Solving the Manufacturing Dilemma

By Zeydi Gutierrez, AB&I Foundry

Being a manufacturer in the Bay Area today is an immense challenge. While many communities want the economic benefits and blue-collar jobs that come with manufacturing, the cost of operating a plant here is significant. From real estate to taxes to meeting stringent environmental regulations, it’s not easy to keep local manufacturing alive.

Yet, AB&I Foundry is proof that with the right business – and the willingness to invest in safety and sustainability – we can keep manufacturing not just surviving in the region, but thriving.

We like to call ourselves the ultimate recycler. AB&I takes as much as 75,000 tons of scrap iron and steel each year and recycles it into durable, high-quality cast-iron waste pipe – about 3,000 miles of pipe a year.

Almost all the scrap we use comes from California, and more than half comes from within 500 miles of our plant in East Oakland, the community that’s been our home since we were founded more than 100 years ago. That local sourcing eliminates the greenhouse gas emissions that would otherwise be generated by trucking the scrap to distant factories or shipping it overseas.
The pipes and fittings we make also are used locally in iconic commercial, residential and public structures around the Bay, from the Oakland Coliseum to the new Chase Center and the Salesforce Tower (where 70 miles of our pipes are installed).

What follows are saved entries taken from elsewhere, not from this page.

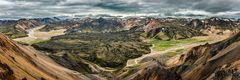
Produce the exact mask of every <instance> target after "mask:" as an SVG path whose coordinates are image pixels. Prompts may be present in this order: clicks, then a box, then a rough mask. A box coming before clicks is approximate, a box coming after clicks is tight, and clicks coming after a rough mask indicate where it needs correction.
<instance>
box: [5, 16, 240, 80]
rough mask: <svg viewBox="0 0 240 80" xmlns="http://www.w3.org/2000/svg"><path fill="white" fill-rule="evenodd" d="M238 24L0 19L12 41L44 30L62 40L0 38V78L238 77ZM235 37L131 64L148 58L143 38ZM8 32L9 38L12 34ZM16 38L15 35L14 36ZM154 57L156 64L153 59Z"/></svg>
mask: <svg viewBox="0 0 240 80" xmlns="http://www.w3.org/2000/svg"><path fill="white" fill-rule="evenodd" d="M239 22H240V21H239V20H234V19H227V18H209V19H184V18H96V19H93V18H83V19H79V18H75V19H65V20H63V19H59V18H37V19H20V20H1V21H0V28H1V29H0V31H1V32H2V33H4V34H6V35H7V36H9V37H11V38H18V37H24V36H19V33H23V34H24V35H25V36H26V34H27V33H28V30H31V29H33V28H36V27H39V26H42V27H43V28H41V29H40V31H44V32H48V31H52V30H58V29H66V31H65V34H64V35H59V36H54V37H52V38H51V39H50V40H47V41H41V42H37V43H34V44H32V45H31V46H24V45H21V44H19V43H17V42H15V41H12V40H11V39H9V38H7V37H6V36H4V35H3V34H1V35H0V43H1V45H0V46H1V47H0V57H1V58H0V79H3V80H5V79H6V80H16V79H17V80H19V79H20V80H21V79H25V80H26V79H27V80H35V79H36V80H39V79H40V80H41V79H42V80H44V79H47V80H96V79H100V80H109V79H110V80H112V79H113V80H142V79H144V80H205V79H213V80H224V79H233V80H238V79H240V78H239V76H238V75H239V73H240V72H239V70H238V66H239V64H238V63H239V62H238V61H239V57H238V53H239V52H240V51H239V50H240V49H239V40H240V39H239V37H240V33H238V31H239V27H240V26H239V24H240V23H239ZM226 31H230V32H231V33H233V34H234V36H232V37H230V38H228V39H226V40H223V41H220V42H217V43H212V44H205V45H201V46H196V47H194V48H192V49H190V50H189V51H187V52H186V53H183V54H182V55H180V56H176V57H174V58H175V59H174V60H175V61H173V62H174V63H167V62H168V60H172V59H169V57H166V56H164V55H163V56H161V55H160V56H159V57H158V56H156V57H154V58H153V59H146V61H144V62H140V63H138V64H137V65H135V66H130V67H129V66H127V61H128V60H129V59H134V58H138V57H141V56H142V55H145V54H150V53H151V49H150V47H151V46H152V45H151V44H149V43H147V42H146V41H144V39H146V38H156V39H159V40H171V39H186V38H191V37H195V36H207V35H212V34H217V35H223V34H225V33H224V32H226ZM10 33H11V34H10ZM16 35H17V36H16ZM155 58H156V59H155Z"/></svg>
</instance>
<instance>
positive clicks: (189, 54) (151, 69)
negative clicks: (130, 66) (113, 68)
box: [118, 33, 240, 80]
mask: <svg viewBox="0 0 240 80" xmlns="http://www.w3.org/2000/svg"><path fill="white" fill-rule="evenodd" d="M239 43H240V33H238V34H236V35H234V36H233V37H230V38H229V39H226V40H224V41H220V42H217V43H213V44H205V45H200V46H196V47H194V48H192V49H191V50H189V51H188V52H187V53H185V54H182V55H180V56H178V57H177V58H173V59H174V63H170V64H171V65H167V64H166V63H165V61H159V60H156V59H153V60H151V61H148V62H145V63H142V64H139V66H138V67H133V68H131V67H129V68H127V67H126V68H123V69H122V70H120V71H119V72H118V75H119V76H118V78H119V79H126V80H127V79H133V80H142V79H145V80H239V79H240V77H239V76H238V75H239V74H240V73H239V70H240V68H239V65H240V64H239V61H240V56H239V55H238V54H239V52H240V51H239V50H240V44H239ZM159 58H162V59H164V57H163V56H162V57H159ZM166 62H168V61H166ZM168 64H169V63H168Z"/></svg>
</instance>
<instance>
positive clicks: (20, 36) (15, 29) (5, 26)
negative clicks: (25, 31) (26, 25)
mask: <svg viewBox="0 0 240 80" xmlns="http://www.w3.org/2000/svg"><path fill="white" fill-rule="evenodd" d="M0 32H1V33H3V34H5V35H7V36H9V37H10V38H12V39H14V38H20V37H26V36H27V33H26V32H23V31H18V30H16V29H14V27H13V26H12V25H11V26H0Z"/></svg>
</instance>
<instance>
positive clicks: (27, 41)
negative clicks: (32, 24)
mask: <svg viewBox="0 0 240 80" xmlns="http://www.w3.org/2000/svg"><path fill="white" fill-rule="evenodd" d="M47 41H49V40H39V39H37V40H25V41H19V42H20V43H22V44H27V45H32V44H36V43H43V42H47Z"/></svg>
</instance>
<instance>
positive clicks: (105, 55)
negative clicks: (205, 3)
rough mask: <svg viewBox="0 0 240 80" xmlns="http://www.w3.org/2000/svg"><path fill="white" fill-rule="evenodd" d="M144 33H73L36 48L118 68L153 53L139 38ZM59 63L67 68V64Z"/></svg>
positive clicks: (42, 50)
mask: <svg viewBox="0 0 240 80" xmlns="http://www.w3.org/2000/svg"><path fill="white" fill-rule="evenodd" d="M141 33H142V32H135V31H121V32H110V33H70V34H66V35H63V36H57V37H53V38H52V39H51V40H50V41H47V42H42V43H37V44H33V46H34V47H35V48H36V49H39V50H42V51H46V52H48V53H51V55H52V56H56V55H65V54H68V55H75V56H73V57H70V59H71V60H73V61H76V62H79V61H78V60H79V59H84V60H88V61H91V62H93V63H96V64H98V65H100V66H102V67H112V68H116V67H123V66H124V65H125V64H126V62H127V60H128V59H132V58H137V57H140V56H141V55H143V54H147V53H150V49H149V47H150V45H149V44H147V43H145V42H142V41H141V39H139V37H140V34H141ZM56 61H59V60H56ZM59 63H62V65H63V66H64V65H65V64H67V63H63V62H59ZM69 65H71V64H69ZM72 66H73V65H72ZM66 67H69V66H66Z"/></svg>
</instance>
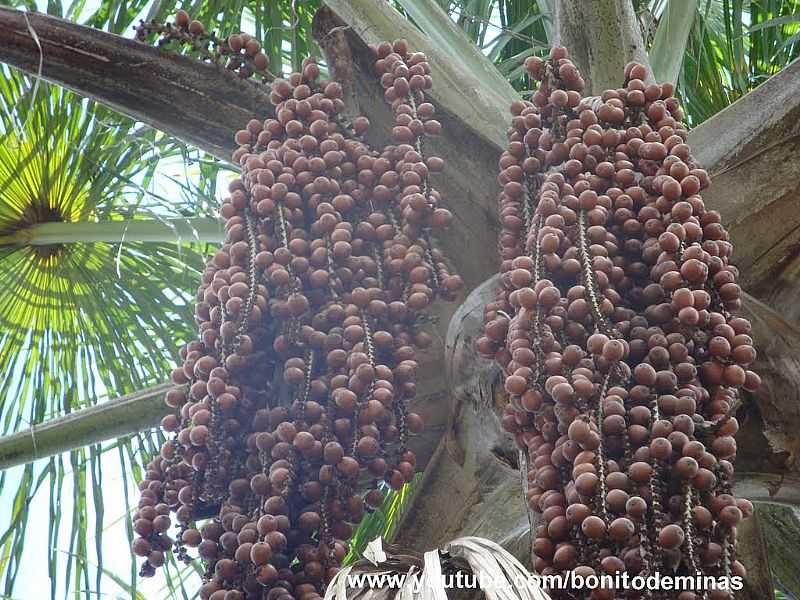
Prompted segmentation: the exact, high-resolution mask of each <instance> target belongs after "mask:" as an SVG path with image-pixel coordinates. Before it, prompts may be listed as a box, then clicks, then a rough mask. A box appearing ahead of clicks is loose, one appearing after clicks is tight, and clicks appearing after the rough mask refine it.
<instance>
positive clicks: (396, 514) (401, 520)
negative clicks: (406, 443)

Our manufacturing operation provides well-paid, union jobs for over 200 people, a third of whom live in Oakland. Our workforce is almost as home-grown as our company; many of our team members come from families who have worked here for decades, in some cases for five generations. With a payroll of $11.3 million a year, along with taxes and spending on local businesses and suppliers, we generate about $60 million in economic activity every year in and around Oakland.

Yet, to meet the challenges of manufacturing in this region, where people are steadfast in their commitment to sustainability, we have to do more than just make a great product with great people. We need to be a great neighbor by embracing and investing in sustainable operations, both in technology and in a staff of engineers dedicated to that task.

As a maker of recycled products, it’s natural for us to look at recycling within our own processes as well. We changed how we pre-heat air at the input stage to use heat recovered at various points in the melting and casting process, rather than burning natural gas. We still get the 1,000-degree temperatures we need, but without burning of at least $60,000 worth of gas each month. Similarly, we’ve engineered our cooling water systems to be self-contained, eliminating any discharge; the only loss is to evaporation, reducing our water use by one million gallons a day.

To ensure the safety of our team members and protect the air in the surrounding community, we’ve invested in the past 15 years in a series of “bag houses” that capture and filter particulates and emissions from the manufacturing exhaust. As a result, our plant far exceeds the most stringent regulatory standards.

Even our “waste” isn’t wasted: Most of the waste generated in our processes is non-hazardous and we have worked with a local landfill that uses this material as alternative daily cover (ADC) at their facility. By using a waste material for this purpose in lieu of clean dirt which might have to be hauled in as well, the landfill airspace is maximized.

None of this is easy or inexpensive. But thriving in manufacturing in the Bay Area requires that we recognize this responsibility as a good corporate citizen and neighbor. As we continue to invest in sustainability that benefits the environment in East Oakland and surrounding neighborhoods, we make it possible to keep manufacturing and its economic benefits working in Oakland.

About the Author:

Zeydi Gutierrez is the Public Affairs Strategic Director for AB&I Foundry, which has been manufacturing cast iron soil pipe and fittings for drain, waste, and vent systems in Oakland for more than 100 years. She has served on several boards, including the Association of Manufacturers Bay Area, the California Metal Coalition, and was recently named Chair of the Oakland Workforce Development Board.